On Mon, Aug 9, 2010 at 11:13 AM, <steve@sjbaker.org> wrote:
I loaded up last night's Minefield-for-Windows 32 bit build (20100809 Win
4.0b4pre) - and it crashed on loading my WebGL app (which had been working
just fine 30 seconds earlier on a nightly build from a few days ago!)


In desperation I tried turning *off* the webgl.shader_validator - and
doing that got me a decent error message - which was that this line of
_javascript_ code:

  gl.texImage2D( gl.TEXTURE_2D, 0, image, true ) ;

...has too few parameters.  I can't imagine that the validator would know
or care about that - so probably the validator is crashing for some
unrelated reason.

Anyway - I guess that form of texImage2D got obsoleted somehow.  I looked
at the WebGL spec and some of the working example code to see how we load
images from URL's nowadays...and as a quick test, I tried this:

   gl.texImage2D ( gl.TEXTURE_2D, 0, gl.RGBA, gl.RGBA,
                                     gl.UNSIGNED_BYTE, image);

That gets my program running again...but now my textures are all screwed
up.  I'm using PNG and my textures are a mix of RGB's and RGBA's - with
the occasional monochrome PNG tossed in for good measure.  So presumably I
need to set the two format parameters according to what's actually in the
PNG file.

No, you don't have to set those to match the png file.

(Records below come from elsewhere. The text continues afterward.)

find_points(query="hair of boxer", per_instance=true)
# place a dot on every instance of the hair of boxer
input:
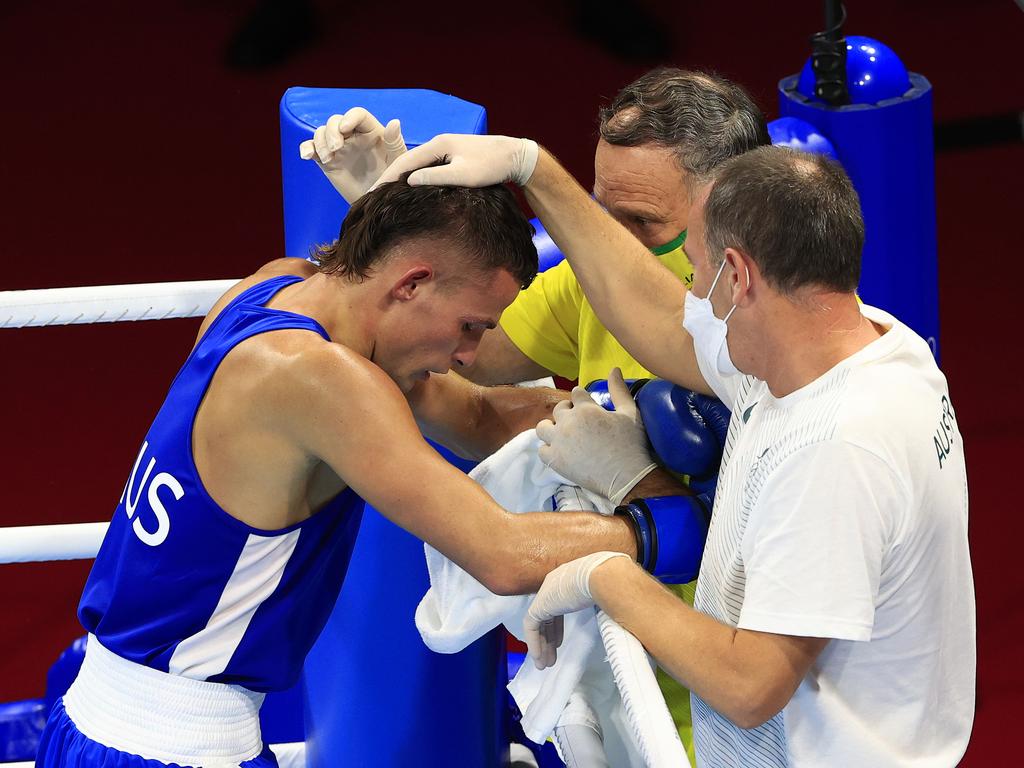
(795, 214)
(485, 224)
(702, 118)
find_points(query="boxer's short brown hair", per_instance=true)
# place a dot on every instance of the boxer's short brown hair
(485, 223)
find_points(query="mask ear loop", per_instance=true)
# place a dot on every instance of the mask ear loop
(715, 283)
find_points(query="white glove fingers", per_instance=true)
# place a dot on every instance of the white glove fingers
(535, 642)
(550, 648)
(561, 408)
(423, 155)
(320, 142)
(557, 632)
(357, 120)
(621, 396)
(580, 396)
(332, 133)
(394, 143)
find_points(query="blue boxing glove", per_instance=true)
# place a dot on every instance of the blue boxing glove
(686, 430)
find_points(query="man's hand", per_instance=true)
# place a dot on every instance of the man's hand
(469, 161)
(604, 452)
(353, 150)
(566, 589)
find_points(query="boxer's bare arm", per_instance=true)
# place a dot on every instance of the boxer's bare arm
(475, 421)
(501, 361)
(346, 412)
(635, 296)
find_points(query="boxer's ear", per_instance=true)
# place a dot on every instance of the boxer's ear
(408, 285)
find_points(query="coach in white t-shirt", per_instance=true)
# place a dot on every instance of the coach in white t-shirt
(835, 621)
(836, 586)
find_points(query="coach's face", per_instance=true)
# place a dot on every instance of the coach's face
(644, 188)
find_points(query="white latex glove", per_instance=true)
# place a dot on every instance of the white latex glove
(602, 451)
(565, 590)
(353, 150)
(470, 161)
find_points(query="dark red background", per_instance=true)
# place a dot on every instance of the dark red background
(130, 153)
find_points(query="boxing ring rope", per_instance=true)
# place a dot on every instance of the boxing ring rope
(129, 302)
(45, 543)
(65, 306)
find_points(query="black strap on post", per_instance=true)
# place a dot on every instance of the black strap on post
(828, 57)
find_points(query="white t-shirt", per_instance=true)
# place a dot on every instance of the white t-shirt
(842, 512)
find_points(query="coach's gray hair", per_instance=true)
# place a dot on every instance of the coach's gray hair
(795, 214)
(701, 118)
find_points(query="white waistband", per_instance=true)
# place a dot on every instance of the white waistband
(163, 717)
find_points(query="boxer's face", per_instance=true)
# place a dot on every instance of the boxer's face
(643, 187)
(441, 328)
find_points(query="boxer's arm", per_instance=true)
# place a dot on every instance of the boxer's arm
(501, 361)
(635, 296)
(344, 411)
(475, 421)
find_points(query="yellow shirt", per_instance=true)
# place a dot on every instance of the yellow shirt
(553, 324)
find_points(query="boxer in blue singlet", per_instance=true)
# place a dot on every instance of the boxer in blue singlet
(232, 535)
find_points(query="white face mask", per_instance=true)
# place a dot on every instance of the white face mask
(708, 331)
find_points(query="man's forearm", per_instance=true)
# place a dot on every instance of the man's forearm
(658, 482)
(537, 543)
(745, 676)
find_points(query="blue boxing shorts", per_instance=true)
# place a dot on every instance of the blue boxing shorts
(122, 715)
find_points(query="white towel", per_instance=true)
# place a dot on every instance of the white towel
(458, 609)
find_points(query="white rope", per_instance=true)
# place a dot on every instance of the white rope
(62, 306)
(289, 756)
(43, 543)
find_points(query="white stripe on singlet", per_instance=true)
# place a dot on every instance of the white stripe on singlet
(256, 576)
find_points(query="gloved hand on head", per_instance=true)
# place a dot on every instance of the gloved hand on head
(468, 161)
(353, 151)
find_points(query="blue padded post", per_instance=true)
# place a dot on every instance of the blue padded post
(885, 142)
(374, 693)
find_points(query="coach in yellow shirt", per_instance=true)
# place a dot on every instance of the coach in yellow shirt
(662, 135)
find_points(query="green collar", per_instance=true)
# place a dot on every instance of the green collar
(670, 247)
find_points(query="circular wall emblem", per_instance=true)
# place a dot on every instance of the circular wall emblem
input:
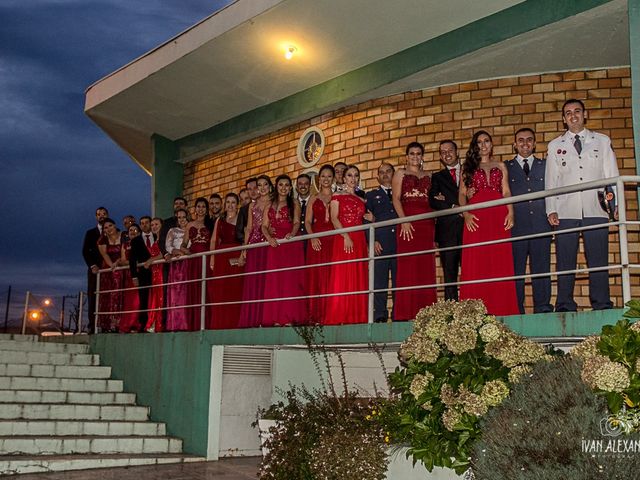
(310, 147)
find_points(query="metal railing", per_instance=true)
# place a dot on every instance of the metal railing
(622, 224)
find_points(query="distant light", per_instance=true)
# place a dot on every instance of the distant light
(288, 54)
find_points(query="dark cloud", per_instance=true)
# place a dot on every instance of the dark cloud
(56, 165)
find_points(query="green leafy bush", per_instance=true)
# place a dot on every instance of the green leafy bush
(612, 369)
(546, 429)
(458, 363)
(322, 434)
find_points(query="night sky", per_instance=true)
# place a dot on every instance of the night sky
(57, 166)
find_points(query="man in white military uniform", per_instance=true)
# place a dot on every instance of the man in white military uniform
(579, 156)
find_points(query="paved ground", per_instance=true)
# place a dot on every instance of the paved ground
(227, 469)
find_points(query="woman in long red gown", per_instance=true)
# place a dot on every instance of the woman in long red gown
(255, 259)
(130, 298)
(228, 289)
(348, 210)
(110, 304)
(483, 179)
(156, 296)
(319, 250)
(197, 240)
(176, 289)
(410, 189)
(282, 221)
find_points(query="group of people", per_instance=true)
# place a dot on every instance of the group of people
(324, 280)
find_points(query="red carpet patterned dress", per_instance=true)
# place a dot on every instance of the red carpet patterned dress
(348, 277)
(319, 278)
(489, 261)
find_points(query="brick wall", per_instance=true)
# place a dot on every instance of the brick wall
(378, 130)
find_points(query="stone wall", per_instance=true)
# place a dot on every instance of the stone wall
(378, 130)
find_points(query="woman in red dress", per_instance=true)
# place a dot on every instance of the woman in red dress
(282, 221)
(156, 296)
(223, 264)
(319, 250)
(410, 189)
(483, 179)
(348, 210)
(110, 304)
(196, 240)
(130, 298)
(255, 260)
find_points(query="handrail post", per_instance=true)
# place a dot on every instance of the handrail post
(623, 239)
(26, 312)
(97, 294)
(203, 291)
(372, 273)
(80, 311)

The WebGL spec details that WebGL will convert the image to the format you specify. The new API is far more flexible than the old one.

However, that's a major pain in the butt.  I certainly don't want to have
to write _javascript_ code to read the PNG header (libPNG for _javascript_?!?)
just to find out whether it's RGB, RGBA, Luminance or Luminance/Alpha.  My
art path automagically chooses the most efficient PNG format - so it's
more or less on the whim of the art guys how my textures show up.

This newer form of texImage2D simply isn't very helpful. If we are
extending the traditional OpenGL API to include image loading (which I
think is "A Good Thing" because parsing image files in client-side
_javascript_ is painful) - then we should do it properly and have it set the
format parameters intelligently by examining the incoming image data
rather than having everyone have to write _javascript_ code to do that.

Am I missing something here?  Is there still a way to get WebGL to
auto-detect the format?  This evidently worked before (like, yesterday!) -
so clearly it could be made to work again...I think it should.